C = specific heat of water = 4.184 J/gº

∆T = change in temperature = 20º - 18º = 2º

q = (23 g)(4.184 J/gº)(2º)

q = 192.5 J (this is the heat for 3.0 g of NaC2H3O2)

To find q (∆H) per mole, use the molar mass of sodium acetate of 82.0 g/mole

3.0 g NaC2H3O2 x 1 mol / 82.0 g = 0.0366 moles

∆H/mole = 192.5 J / 0.0366 moles = 5260 J/mole = 5.26 kJ/mol = 5.3 kJ/mol (2 sig. figs.)

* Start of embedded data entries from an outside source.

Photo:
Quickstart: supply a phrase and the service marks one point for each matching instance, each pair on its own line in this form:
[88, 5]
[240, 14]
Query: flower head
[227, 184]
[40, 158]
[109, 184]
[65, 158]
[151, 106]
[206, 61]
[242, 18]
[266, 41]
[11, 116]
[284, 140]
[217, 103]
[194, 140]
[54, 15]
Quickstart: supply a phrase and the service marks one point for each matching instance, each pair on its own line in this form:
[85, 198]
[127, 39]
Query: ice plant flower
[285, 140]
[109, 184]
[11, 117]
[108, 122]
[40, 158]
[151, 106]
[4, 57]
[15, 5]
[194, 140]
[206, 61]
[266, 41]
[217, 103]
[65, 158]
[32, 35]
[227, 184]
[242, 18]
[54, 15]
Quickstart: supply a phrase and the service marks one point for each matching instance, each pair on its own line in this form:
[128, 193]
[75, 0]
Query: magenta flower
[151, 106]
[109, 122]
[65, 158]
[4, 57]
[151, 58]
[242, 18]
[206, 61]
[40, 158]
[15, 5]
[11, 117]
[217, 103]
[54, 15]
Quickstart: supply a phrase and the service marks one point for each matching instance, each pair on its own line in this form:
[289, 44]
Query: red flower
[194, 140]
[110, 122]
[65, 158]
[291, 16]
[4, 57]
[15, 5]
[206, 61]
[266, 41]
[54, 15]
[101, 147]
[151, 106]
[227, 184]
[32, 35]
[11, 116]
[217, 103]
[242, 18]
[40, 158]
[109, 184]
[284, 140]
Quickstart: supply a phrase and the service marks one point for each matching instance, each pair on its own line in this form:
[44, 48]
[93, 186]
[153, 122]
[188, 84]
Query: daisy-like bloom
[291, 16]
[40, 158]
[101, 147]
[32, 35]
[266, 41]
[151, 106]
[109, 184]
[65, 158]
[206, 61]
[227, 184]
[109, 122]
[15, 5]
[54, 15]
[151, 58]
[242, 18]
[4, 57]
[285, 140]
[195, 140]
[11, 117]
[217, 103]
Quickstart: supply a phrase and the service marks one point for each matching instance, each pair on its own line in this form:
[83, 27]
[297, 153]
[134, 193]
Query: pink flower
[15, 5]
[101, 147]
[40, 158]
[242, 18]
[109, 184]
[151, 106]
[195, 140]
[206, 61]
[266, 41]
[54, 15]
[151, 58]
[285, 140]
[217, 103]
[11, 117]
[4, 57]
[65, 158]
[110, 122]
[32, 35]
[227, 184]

c) Not able to draw on this platform but just do an internet search for "energy diagram for an endothermic reaction" and you'll see what it looks like. The beginning of the curve will be lower on the y axis than the end of the curve. The difference on the y axis between these two points will be the heat of reaction on the diagram.